The War on Sugar Hits the Juice Box - JumpCrisscross
https://www.wsj.com/articles/the-war-on-sugar-hits-the-juice-box-11566133201?mod=rsswn
======
jackfraser
This is typical woke-capitalist garbage.

Real juice is just fine to drink - in moderation! Before getting some
exercise, it's a great boost, has vitamins, easy energy, and it's an excellent
bribe. It's also trivial to get juiceboxes that have extremely simple
ingredient lists so you can be reasonably sure you're not going to be feeding
your kid anything that kids haven't been consuming for millenia.

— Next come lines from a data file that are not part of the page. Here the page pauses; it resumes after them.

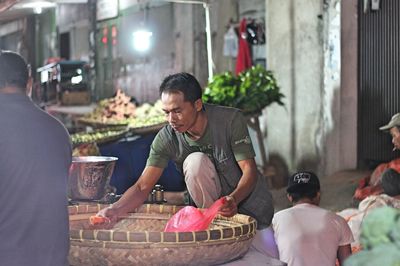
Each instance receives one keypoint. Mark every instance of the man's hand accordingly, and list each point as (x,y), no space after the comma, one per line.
(229,208)
(110,213)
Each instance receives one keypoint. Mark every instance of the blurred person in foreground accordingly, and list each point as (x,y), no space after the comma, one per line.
(386,176)
(306,234)
(34,161)
(211,147)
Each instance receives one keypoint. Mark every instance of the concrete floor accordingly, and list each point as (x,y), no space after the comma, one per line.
(336,191)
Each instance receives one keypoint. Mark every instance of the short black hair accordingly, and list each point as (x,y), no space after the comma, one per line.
(182,82)
(13,70)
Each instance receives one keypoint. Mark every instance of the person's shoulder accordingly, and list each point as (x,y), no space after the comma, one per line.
(283,212)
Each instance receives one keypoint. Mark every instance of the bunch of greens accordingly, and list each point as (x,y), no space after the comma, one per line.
(251,91)
(380,239)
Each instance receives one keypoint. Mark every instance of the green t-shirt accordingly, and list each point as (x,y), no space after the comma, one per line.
(241,144)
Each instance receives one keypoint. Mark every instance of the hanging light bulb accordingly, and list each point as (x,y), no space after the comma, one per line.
(37,10)
(142,40)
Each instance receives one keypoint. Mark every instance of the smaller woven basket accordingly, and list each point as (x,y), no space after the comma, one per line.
(138,239)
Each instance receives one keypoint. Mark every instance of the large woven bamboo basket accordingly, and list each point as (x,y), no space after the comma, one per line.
(138,239)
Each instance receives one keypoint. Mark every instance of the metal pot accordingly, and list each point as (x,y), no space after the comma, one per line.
(89,177)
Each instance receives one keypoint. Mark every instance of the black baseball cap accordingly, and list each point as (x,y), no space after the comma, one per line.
(303,181)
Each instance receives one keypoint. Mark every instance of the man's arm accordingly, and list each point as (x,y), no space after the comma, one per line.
(343,253)
(135,195)
(245,186)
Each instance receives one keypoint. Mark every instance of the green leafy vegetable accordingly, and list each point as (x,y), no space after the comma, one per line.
(251,91)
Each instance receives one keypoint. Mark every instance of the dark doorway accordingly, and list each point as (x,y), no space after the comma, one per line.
(378,80)
(65,45)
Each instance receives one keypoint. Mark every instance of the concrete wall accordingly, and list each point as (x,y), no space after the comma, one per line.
(317,128)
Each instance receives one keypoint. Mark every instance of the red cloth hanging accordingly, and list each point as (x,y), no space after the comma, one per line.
(243,60)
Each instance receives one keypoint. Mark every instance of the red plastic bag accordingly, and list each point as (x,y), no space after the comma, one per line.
(193,219)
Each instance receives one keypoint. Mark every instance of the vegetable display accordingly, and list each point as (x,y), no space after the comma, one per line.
(251,91)
(98,136)
(380,239)
(120,111)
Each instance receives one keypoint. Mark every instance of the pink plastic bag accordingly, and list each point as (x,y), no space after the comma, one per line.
(193,219)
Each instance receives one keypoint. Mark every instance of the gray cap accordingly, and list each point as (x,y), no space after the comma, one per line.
(394,122)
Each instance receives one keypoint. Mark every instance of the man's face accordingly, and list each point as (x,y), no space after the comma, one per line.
(394,131)
(181,114)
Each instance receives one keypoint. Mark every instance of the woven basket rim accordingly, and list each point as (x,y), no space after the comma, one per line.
(245,230)
(147,129)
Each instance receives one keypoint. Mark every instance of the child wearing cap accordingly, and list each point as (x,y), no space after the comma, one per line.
(307,235)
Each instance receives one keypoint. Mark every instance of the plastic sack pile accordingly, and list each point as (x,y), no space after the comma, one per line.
(193,219)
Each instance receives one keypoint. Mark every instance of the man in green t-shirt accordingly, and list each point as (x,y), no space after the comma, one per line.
(211,147)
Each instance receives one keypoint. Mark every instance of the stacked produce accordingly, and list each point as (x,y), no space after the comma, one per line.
(147,115)
(380,239)
(120,111)
(98,136)
(113,110)
(250,91)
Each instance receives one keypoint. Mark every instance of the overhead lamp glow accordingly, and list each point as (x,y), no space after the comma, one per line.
(142,40)
(37,4)
(37,10)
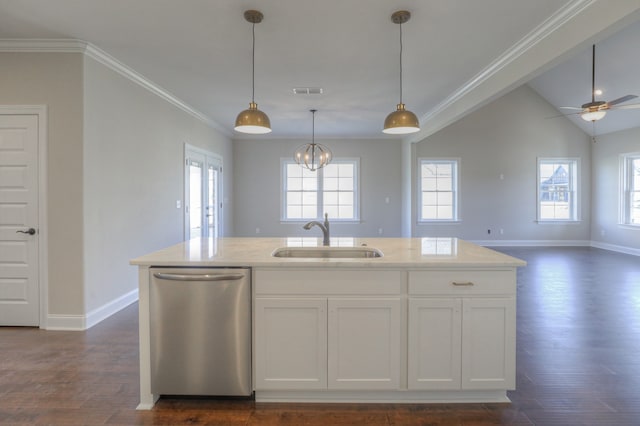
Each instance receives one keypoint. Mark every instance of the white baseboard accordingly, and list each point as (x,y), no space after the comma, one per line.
(532,243)
(83,322)
(613,247)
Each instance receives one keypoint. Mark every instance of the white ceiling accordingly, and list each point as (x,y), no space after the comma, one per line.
(458,54)
(617,62)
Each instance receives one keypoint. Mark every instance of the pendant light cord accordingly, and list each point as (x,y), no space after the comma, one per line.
(313,139)
(593,74)
(400,62)
(253,63)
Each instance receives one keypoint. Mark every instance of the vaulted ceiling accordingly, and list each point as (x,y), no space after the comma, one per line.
(457,54)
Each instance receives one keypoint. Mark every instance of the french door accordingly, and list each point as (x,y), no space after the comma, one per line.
(203,189)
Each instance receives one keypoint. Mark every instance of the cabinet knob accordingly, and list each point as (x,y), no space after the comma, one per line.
(30,231)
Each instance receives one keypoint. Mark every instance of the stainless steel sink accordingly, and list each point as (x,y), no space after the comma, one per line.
(327,252)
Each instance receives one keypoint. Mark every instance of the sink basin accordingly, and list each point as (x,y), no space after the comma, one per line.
(327,252)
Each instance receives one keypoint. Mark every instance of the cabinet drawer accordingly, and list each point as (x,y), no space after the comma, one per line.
(461,282)
(326,282)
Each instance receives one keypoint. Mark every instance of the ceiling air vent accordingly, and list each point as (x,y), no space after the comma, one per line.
(307,90)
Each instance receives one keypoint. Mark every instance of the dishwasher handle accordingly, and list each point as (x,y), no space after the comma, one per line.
(198,277)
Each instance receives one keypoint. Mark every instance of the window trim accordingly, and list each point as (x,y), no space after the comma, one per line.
(456,190)
(355,161)
(576,189)
(624,215)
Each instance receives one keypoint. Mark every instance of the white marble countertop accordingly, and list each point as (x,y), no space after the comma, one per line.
(397,252)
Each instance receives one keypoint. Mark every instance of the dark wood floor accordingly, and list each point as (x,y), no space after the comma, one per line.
(578,363)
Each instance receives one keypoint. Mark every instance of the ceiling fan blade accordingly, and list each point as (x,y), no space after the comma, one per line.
(621,100)
(630,106)
(563,115)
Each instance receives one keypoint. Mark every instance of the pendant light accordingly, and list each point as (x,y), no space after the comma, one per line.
(312,156)
(401,121)
(253,120)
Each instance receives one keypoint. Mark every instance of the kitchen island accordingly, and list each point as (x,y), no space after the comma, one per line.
(431,320)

Should kids have it every day? No, probably not! They need to be used to
drinking water as their fundamental beverage. "Fruity water" as a replacement
for normal water simply inculcates them with the idea that plain water is
gross and not good enough, and that they should demand some enhanced
alternative. It does nothing to stem the habit-based dietary issues people end
up with - after all, if you're used to fruity water and the only available
options are juiceboxes and water, there's no way you'll be satisfied with the
latter.

Increasingly it looks like there's a push to serve our kids things even less
organic than we used to. Beyond Meat or maggot burgers, fruity water, it's
like there's a war on normal, real products. Why are we assuming these new
untested alternatives are somehow better or, at least, not fraught with most
of the failure modes of their predecessors?